[erlang-questions] Re: OOP in Erlang

黃耀賢 (Yau-Hsien Huang) g9414002.pccu.edu.tw@REDACTED
Fri Aug 13 05:03:45 CEST 2010


On Wed, Aug 11, 2010 at 9:20 PM, Steve Davis <steven.charles.davis@REDACTED
> wrote:

> things going on
> here:
> 1) Data structures and
> 2) Transformations of data structures.
>
>
I agree. Mandatory features of OOP includes encapsulation, abstraction,
inheritance, and polymorphism. After reviewing this thread, opinions are
summarized that including
    * if we do OOP in Erlang syntax,
    * if features of OOP are able to be implemented in Erlang,
    * and if exactly Erlang is an OOP language or OO language.

Now knowledge of OOP is mixture of origin concepts, languages such as
Smalltalk or Java, and UML modelling methods. Recently I read the book
"Design Patterns Explained," which hints that OOP/OOD is to treat
everything,
including primitive datatypes, as object. And he explained how abstraction
is
different from implementation. Then I thought that Erlang treats everything
as
function or process, but really?
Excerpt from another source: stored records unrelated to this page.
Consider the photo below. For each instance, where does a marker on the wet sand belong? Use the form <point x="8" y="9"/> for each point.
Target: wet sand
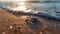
<point x="12" y="24"/>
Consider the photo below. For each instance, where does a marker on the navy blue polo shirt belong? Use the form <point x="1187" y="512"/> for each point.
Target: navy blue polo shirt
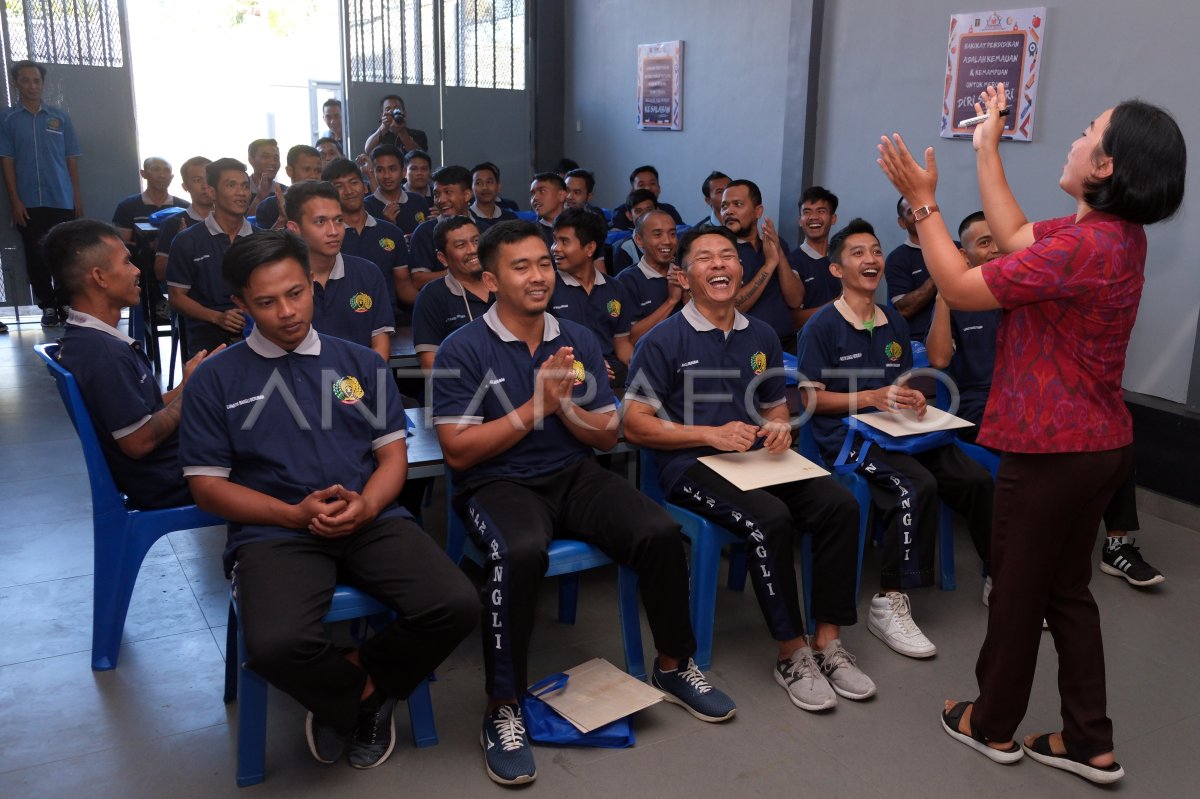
<point x="289" y="424"/>
<point x="645" y="288"/>
<point x="173" y="227"/>
<point x="694" y="373"/>
<point x="771" y="306"/>
<point x="831" y="346"/>
<point x="355" y="301"/>
<point x="121" y="394"/>
<point x="905" y="271"/>
<point x="414" y="209"/>
<point x="820" y="284"/>
<point x="442" y="307"/>
<point x="497" y="374"/>
<point x="975" y="359"/>
<point x="195" y="265"/>
<point x="605" y="311"/>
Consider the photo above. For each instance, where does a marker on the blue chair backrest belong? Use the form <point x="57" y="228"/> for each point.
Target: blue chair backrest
<point x="105" y="496"/>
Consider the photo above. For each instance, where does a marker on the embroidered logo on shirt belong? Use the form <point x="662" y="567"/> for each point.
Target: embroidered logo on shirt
<point x="347" y="390"/>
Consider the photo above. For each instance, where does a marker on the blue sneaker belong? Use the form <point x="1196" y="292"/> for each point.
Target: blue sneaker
<point x="507" y="751"/>
<point x="688" y="688"/>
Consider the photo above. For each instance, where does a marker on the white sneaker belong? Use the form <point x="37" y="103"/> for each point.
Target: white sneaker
<point x="891" y="622"/>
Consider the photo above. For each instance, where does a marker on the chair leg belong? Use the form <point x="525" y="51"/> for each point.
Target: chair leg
<point x="630" y="622"/>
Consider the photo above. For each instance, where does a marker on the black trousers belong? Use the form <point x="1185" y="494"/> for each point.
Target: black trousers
<point x="1048" y="514"/>
<point x="906" y="490"/>
<point x="771" y="518"/>
<point x="515" y="522"/>
<point x="40" y="222"/>
<point x="283" y="590"/>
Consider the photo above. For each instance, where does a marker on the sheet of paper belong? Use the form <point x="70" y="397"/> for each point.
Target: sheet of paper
<point x="599" y="694"/>
<point x="906" y="422"/>
<point x="759" y="468"/>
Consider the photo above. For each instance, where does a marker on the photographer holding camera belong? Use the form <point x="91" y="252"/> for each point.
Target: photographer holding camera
<point x="394" y="128"/>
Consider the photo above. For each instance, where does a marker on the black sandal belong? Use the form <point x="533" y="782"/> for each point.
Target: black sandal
<point x="1073" y="761"/>
<point x="951" y="720"/>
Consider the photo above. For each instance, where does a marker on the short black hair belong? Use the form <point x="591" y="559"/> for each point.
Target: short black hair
<point x="299" y="194"/>
<point x="1150" y="161"/>
<point x="259" y="248"/>
<point x="589" y="180"/>
<point x="489" y="167"/>
<point x="214" y="169"/>
<point x="341" y="168"/>
<point x="589" y="227"/>
<point x="819" y="194"/>
<point x="708" y="181"/>
<point x="502" y="233"/>
<point x="688" y="239"/>
<point x="454" y="174"/>
<point x="445" y="227"/>
<point x="299" y="151"/>
<point x="70" y="250"/>
<point x="639" y="170"/>
<point x="384" y="150"/>
<point x="750" y="186"/>
<point x="258" y="144"/>
<point x="413" y="155"/>
<point x="838" y="240"/>
<point x="967" y="221"/>
<point x="15" y="70"/>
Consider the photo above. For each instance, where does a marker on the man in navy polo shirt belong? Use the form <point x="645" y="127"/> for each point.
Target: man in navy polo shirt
<point x="196" y="287"/>
<point x="40" y="161"/>
<point x="652" y="284"/>
<point x="451" y="197"/>
<point x="910" y="286"/>
<point x="709" y="380"/>
<point x="460" y="296"/>
<point x="304" y="163"/>
<point x="390" y="200"/>
<point x="298" y="439"/>
<point x="810" y="260"/>
<point x="378" y="241"/>
<point x="855" y="356"/>
<point x="136" y="422"/>
<point x="517" y="428"/>
<point x="772" y="292"/>
<point x="351" y="298"/>
<point x="647" y="178"/>
<point x="585" y="295"/>
<point x="489" y="206"/>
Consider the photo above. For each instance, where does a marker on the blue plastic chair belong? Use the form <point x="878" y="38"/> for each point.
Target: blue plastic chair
<point x="567" y="559"/>
<point x="250" y="689"/>
<point x="121" y="536"/>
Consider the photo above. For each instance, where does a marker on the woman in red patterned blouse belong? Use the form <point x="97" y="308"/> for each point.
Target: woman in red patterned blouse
<point x="1069" y="289"/>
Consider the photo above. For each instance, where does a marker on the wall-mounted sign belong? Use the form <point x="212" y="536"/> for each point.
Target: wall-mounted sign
<point x="660" y="86"/>
<point x="994" y="47"/>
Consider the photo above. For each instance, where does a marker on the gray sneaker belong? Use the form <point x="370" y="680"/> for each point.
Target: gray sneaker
<point x="804" y="683"/>
<point x="844" y="676"/>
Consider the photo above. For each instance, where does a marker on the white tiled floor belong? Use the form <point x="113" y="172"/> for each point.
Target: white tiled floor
<point x="156" y="725"/>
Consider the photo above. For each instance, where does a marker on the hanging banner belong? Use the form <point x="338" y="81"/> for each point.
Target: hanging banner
<point x="660" y="86"/>
<point x="987" y="48"/>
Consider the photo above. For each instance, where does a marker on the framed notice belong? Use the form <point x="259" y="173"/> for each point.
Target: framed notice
<point x="660" y="86"/>
<point x="993" y="47"/>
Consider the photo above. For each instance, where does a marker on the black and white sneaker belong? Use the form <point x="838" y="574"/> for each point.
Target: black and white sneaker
<point x="1126" y="560"/>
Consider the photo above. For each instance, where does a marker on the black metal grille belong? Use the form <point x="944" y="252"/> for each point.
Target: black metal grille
<point x="83" y="32"/>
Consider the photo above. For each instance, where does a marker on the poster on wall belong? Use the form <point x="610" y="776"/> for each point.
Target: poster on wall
<point x="660" y="86"/>
<point x="987" y="48"/>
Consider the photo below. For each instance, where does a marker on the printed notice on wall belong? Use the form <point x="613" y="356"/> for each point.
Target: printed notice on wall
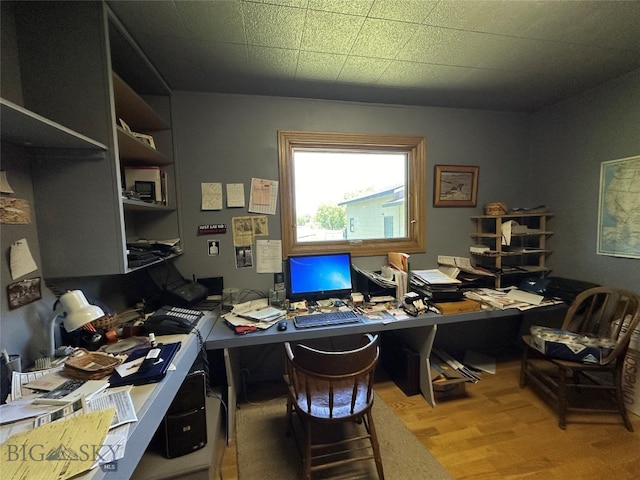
<point x="211" y="196"/>
<point x="268" y="256"/>
<point x="264" y="196"/>
<point x="235" y="195"/>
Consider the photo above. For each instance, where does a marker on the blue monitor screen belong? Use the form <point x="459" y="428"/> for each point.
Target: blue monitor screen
<point x="315" y="277"/>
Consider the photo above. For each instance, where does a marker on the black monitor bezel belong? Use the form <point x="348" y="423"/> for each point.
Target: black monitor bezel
<point x="319" y="295"/>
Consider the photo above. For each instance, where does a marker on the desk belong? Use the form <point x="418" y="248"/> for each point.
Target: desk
<point x="418" y="332"/>
<point x="152" y="401"/>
And, Erlang is not toward OOP, so it may
not
be OOP-like.

Let's consider how to implement OOP in Erlang, either using Erlang syntax
or realizing OOP system in Erlang.

Encapsulation: values and functions should be organized as an object
structure tagged as an object name, belong to some class. It is done by
Erlang record syntax or as a module, and somehow messages are sent
to the object or to some member of the structure. Functions in a structure
may call other fields or functions in other structures. Encapsulation means
how an object is structured. Any object is generated by following a object
specification, the class. Object and class are implemented in the same
way: structure.

Abstraction: it's separated from implementation. Abstraction is done in
Erlang
by hot code replacement.

Inheritance: it should be done by taking objects by following
both superclass
and subclass specifications and then overriding the superclass object with
the subclass object, that is to merge base functions into extended functions
effectively. Inheritance shall not be as copying of superclass object, but
keeping a newest copy of a extended function while keeping the reference to
its base function. Inheritance semantics shall be consistent.

Polymorphism: it means that different objects, even if they are in the same
class, may behave separately. It's not a problem because Erlang has this
feature.

On real OOP, I think that OOP is a feature, and somehow it's the problem
itself.
So, when talking about OOP in Erlang, you can have a try to write Erlang in
OOP style, however, Erlang need not be too OOP-like.